There is much written about storytelling. Joseph Campbell’s Hero with 1000 Faces and The Power of Myth profoundly influenced storytellers like George Lucas and Stephen Spielberg. More recently, neuroscientists in books like John Medina’s Brain Rules and Diane Ackerman’s marvelous An Alchemy of Mind are proving that storytelling shapes the human journey and is worth our never-ending interest.
Developing a story
In our apprenticeship of many storytellers and researchers, we now trust this flow for developing relevant, surprising stories:
- Regarding your vitality imperative, what is important to you now?
- It all starts here: only base your story on what is real and important to you.
- When have you (or someone you know) faced a similar situation?
- What is a favorite story that you are glad to remember?
Most of the time this one will feature difficulty, resilience, a turnaround, and ultimate success. - What is a disappointing story that is painful to remember?
- Most of the time this anecdote will feature lessons you do not want to forget.
- What is a favorite story that you are glad to remember?
- Who is my audience? What matters to them? What is on their minds? Will your favorite and/or disappointing story be relevant and surprising?
- If yes, go to the next section, “Telling the story.”

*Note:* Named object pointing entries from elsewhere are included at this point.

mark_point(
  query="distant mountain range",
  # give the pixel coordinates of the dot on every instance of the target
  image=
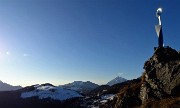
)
(8, 87)
(116, 80)
(80, 86)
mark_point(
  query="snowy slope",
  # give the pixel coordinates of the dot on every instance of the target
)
(8, 87)
(118, 79)
(49, 91)
(82, 87)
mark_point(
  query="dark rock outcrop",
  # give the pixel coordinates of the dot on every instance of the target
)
(162, 75)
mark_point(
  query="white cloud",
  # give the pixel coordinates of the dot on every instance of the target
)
(8, 53)
(25, 55)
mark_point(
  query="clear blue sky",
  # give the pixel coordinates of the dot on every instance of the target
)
(60, 41)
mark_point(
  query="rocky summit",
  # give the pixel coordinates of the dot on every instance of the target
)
(158, 87)
(161, 78)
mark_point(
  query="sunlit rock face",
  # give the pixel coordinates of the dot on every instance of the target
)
(162, 74)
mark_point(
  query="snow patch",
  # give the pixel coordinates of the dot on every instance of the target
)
(55, 93)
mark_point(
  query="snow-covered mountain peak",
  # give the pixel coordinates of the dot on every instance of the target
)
(8, 87)
(116, 80)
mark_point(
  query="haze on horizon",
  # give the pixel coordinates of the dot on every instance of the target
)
(61, 41)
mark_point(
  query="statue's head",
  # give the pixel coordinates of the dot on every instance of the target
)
(159, 12)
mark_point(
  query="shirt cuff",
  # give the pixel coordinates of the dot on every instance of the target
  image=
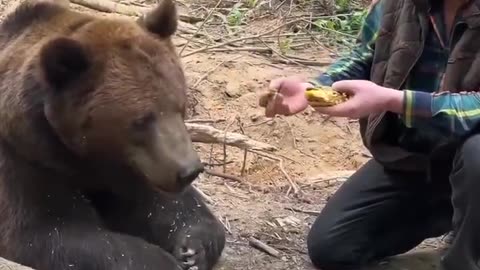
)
(416, 104)
(322, 80)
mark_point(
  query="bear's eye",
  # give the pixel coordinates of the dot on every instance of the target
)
(144, 122)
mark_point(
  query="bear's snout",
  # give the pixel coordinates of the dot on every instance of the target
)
(189, 173)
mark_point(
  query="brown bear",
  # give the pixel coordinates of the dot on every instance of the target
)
(96, 164)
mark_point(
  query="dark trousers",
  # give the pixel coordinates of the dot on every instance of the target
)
(379, 213)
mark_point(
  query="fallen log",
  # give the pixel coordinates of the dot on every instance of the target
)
(208, 134)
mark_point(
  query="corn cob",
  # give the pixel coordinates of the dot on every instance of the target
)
(324, 96)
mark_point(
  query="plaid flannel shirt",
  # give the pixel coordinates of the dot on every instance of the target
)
(424, 107)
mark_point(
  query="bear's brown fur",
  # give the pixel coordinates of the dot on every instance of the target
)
(91, 119)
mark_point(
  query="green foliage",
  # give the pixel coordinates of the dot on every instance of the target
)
(237, 14)
(345, 25)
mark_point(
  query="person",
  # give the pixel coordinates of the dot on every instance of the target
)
(412, 80)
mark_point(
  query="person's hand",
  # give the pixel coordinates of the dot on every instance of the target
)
(366, 98)
(285, 96)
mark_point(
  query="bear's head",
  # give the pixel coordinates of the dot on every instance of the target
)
(116, 94)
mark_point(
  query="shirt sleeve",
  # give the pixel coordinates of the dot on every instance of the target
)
(357, 64)
(453, 113)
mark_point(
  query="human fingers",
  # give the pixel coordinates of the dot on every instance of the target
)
(346, 86)
(346, 109)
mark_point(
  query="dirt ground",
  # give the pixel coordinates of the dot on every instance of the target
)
(316, 152)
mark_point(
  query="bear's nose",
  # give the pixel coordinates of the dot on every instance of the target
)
(188, 174)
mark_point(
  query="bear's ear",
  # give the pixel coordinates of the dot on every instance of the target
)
(62, 60)
(162, 20)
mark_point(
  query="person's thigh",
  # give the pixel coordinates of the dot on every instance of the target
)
(376, 214)
(464, 252)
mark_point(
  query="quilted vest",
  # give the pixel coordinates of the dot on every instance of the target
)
(400, 42)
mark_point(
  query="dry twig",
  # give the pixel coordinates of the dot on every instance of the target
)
(206, 48)
(207, 134)
(293, 184)
(309, 212)
(201, 26)
(224, 175)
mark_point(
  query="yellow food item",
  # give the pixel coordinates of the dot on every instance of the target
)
(324, 96)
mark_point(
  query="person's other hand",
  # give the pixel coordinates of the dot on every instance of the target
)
(366, 98)
(285, 96)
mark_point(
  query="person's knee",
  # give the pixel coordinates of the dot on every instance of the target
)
(330, 252)
(470, 160)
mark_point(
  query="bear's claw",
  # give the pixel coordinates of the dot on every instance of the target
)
(191, 254)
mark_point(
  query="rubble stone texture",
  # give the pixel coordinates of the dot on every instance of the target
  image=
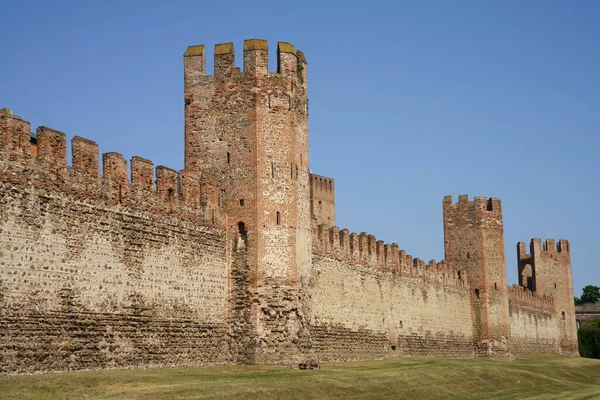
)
(237, 259)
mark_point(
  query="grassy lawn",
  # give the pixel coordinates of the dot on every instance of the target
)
(543, 377)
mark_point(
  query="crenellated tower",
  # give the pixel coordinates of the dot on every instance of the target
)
(546, 270)
(474, 241)
(249, 129)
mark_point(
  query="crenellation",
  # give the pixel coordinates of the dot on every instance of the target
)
(286, 59)
(189, 182)
(52, 149)
(142, 173)
(15, 135)
(114, 167)
(256, 57)
(85, 157)
(562, 246)
(381, 255)
(224, 60)
(239, 254)
(166, 183)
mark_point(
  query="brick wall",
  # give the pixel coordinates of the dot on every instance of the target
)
(99, 273)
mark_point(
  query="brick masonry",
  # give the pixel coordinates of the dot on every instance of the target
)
(237, 259)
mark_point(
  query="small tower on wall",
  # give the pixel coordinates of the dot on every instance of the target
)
(546, 270)
(249, 129)
(474, 241)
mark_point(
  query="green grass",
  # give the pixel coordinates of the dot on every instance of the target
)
(544, 377)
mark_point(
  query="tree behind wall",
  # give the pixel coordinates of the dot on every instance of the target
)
(591, 294)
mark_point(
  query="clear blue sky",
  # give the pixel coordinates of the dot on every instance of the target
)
(409, 101)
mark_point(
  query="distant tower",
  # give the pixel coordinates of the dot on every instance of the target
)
(474, 241)
(250, 130)
(322, 199)
(546, 270)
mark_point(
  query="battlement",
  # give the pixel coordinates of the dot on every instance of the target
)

- If no, gather a few people who care about the situation and go back through steps 1-3 with them.
Telling a story
Prepare the story:
- Reflect on the purposes (what they are FOR), worries (what they are AGAINST), and circumstances (the FACTS) that matter to your audience. Note the words they often use to talk about what they are for, against, and in.
- Write the story and use their words where you can:
- Name a situation that matters to you all.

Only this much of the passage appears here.